I've spent my life doing a lot of things, all of them interesting and many of them great fun. When most people see my CV they probably think I'm making things up because it includes being a rather bad welder and engineering dogsbody, a potter, a groundsman and bus driver. I taught in a prison and in one of those ghastly old mental institutions as an art therapist and I spent ten years as a community artist. I was one of the founding members of Spike Island, which began life as Artspace Bristol. ! wrote a column for Bristol Evening Post (I got sacked three times, in which I take some pride) and I worked in local and network radio and then finally became an Anglican parish priest for 25 years, retiring at 68 when I realised that the institutional church and me were on different paths. What interests me? It would be easier to list what doesn't, but I love cooking and baking with our home grown ingredients. I'm fascinated by botany and wildlife in general, and botanical illustration.

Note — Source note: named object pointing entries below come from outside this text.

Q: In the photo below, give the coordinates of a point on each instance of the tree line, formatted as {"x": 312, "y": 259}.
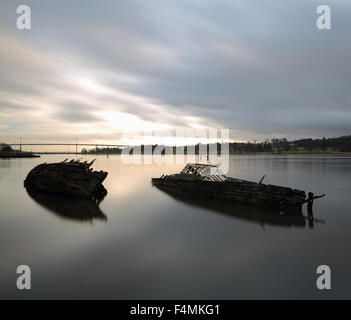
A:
{"x": 340, "y": 144}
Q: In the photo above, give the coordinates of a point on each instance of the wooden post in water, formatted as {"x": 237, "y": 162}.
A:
{"x": 310, "y": 200}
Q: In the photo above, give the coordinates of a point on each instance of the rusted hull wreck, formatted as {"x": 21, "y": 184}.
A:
{"x": 219, "y": 187}
{"x": 72, "y": 178}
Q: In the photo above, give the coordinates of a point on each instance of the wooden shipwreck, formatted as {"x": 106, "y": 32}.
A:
{"x": 76, "y": 209}
{"x": 73, "y": 178}
{"x": 201, "y": 180}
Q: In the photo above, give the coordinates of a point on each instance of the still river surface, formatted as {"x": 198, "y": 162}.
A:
{"x": 145, "y": 244}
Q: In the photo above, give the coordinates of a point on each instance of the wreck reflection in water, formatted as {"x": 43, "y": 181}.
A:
{"x": 260, "y": 216}
{"x": 83, "y": 210}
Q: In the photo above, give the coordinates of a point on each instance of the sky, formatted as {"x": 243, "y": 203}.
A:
{"x": 94, "y": 70}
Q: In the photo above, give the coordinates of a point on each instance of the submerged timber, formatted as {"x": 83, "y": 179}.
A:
{"x": 78, "y": 209}
{"x": 200, "y": 180}
{"x": 74, "y": 178}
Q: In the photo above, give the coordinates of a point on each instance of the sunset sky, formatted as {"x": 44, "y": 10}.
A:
{"x": 96, "y": 69}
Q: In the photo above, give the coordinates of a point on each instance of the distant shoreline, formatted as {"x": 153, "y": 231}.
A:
{"x": 231, "y": 153}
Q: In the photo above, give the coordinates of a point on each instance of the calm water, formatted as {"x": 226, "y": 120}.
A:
{"x": 149, "y": 245}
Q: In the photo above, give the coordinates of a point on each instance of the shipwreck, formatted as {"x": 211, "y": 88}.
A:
{"x": 208, "y": 181}
{"x": 73, "y": 178}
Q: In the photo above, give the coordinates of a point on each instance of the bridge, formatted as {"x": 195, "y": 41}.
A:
{"x": 20, "y": 145}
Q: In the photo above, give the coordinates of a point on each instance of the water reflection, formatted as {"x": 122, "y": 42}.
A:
{"x": 256, "y": 215}
{"x": 83, "y": 210}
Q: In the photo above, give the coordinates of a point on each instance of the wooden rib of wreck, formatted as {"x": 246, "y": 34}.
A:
{"x": 208, "y": 181}
{"x": 74, "y": 178}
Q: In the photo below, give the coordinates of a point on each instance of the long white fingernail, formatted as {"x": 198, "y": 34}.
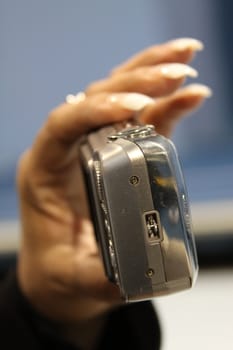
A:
{"x": 187, "y": 43}
{"x": 178, "y": 70}
{"x": 132, "y": 101}
{"x": 199, "y": 89}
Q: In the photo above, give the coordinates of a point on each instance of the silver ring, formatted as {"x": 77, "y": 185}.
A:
{"x": 75, "y": 99}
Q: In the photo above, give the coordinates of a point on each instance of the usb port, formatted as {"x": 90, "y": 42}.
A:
{"x": 152, "y": 225}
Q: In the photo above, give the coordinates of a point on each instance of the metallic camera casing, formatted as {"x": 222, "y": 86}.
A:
{"x": 139, "y": 206}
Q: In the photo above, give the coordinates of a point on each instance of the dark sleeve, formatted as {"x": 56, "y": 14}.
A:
{"x": 135, "y": 325}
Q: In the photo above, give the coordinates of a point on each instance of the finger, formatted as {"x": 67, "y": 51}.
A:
{"x": 179, "y": 50}
{"x": 56, "y": 143}
{"x": 157, "y": 80}
{"x": 167, "y": 111}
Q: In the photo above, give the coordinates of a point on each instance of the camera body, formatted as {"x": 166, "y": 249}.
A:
{"x": 139, "y": 206}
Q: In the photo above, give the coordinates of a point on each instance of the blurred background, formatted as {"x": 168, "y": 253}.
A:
{"x": 51, "y": 48}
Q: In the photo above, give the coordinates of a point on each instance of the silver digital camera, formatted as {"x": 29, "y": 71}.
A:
{"x": 139, "y": 207}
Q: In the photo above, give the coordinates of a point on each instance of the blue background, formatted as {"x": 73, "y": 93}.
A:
{"x": 51, "y": 48}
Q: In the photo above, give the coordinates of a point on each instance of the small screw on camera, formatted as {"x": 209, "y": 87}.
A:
{"x": 134, "y": 180}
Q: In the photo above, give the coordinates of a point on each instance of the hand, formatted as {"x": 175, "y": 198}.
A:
{"x": 59, "y": 267}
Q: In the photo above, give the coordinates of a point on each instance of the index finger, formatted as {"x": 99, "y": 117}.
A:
{"x": 179, "y": 50}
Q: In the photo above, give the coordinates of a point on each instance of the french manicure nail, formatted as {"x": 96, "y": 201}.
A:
{"x": 187, "y": 43}
{"x": 178, "y": 70}
{"x": 199, "y": 89}
{"x": 132, "y": 101}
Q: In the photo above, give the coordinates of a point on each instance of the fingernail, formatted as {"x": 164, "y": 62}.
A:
{"x": 132, "y": 101}
{"x": 178, "y": 70}
{"x": 187, "y": 43}
{"x": 199, "y": 89}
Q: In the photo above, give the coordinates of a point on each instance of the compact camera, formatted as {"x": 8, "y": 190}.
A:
{"x": 139, "y": 206}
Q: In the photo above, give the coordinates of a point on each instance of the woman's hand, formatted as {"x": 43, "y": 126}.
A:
{"x": 59, "y": 267}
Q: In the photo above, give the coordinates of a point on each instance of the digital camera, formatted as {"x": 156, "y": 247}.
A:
{"x": 139, "y": 207}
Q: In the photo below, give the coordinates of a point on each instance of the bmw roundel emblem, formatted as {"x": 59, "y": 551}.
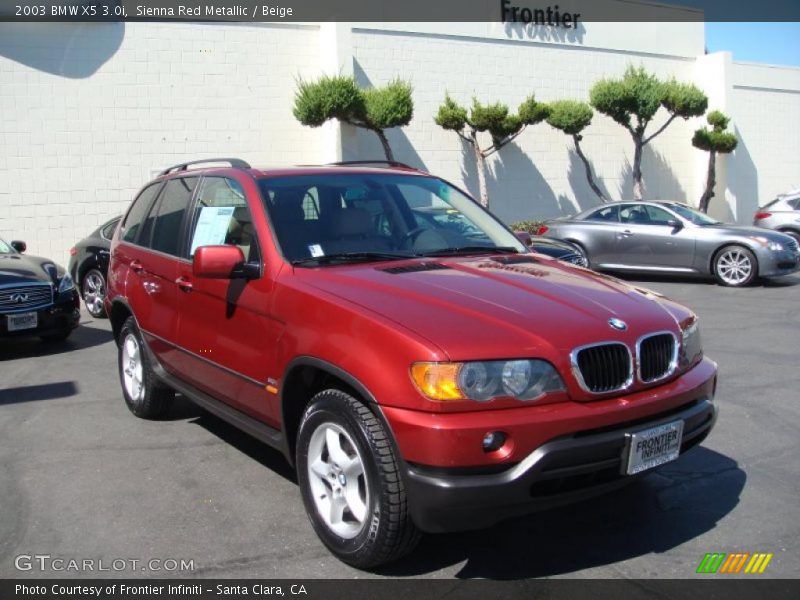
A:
{"x": 617, "y": 324}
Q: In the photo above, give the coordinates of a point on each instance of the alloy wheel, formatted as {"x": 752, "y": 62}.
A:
{"x": 338, "y": 481}
{"x": 132, "y": 368}
{"x": 734, "y": 266}
{"x": 94, "y": 292}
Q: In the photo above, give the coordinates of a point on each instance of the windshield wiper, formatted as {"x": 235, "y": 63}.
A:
{"x": 471, "y": 250}
{"x": 345, "y": 257}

We have a camper van that takes us to the wild places, we love walking, especially in the hills, and we take too many photographs. But what really animates me is the question "what does it mean to be human?". I've spent my life exploring it in every possible way and the answer is ..... well, today it's sitting in the van in the rain and looking across Ramsey Sound towards Ramsey Island. But it might as easily be digging potatoes or making pickle, singing or finding an orchid or just sitting. But it sure as hell doesn't mean getting a promotion, beasting your co-workers or being obsequious to power, which ensured that my rise to greatness in the Church of England flatlined 30 years ago after about 2 days. But I'm still here and still searching for that elusive sweet spot, and I don't have to please anyone any more. Over the last 50 or so years we've had a succession of gardens, some more like wildernesses when we were both working full-time, but now we're back in the game with our two allotments in Bath.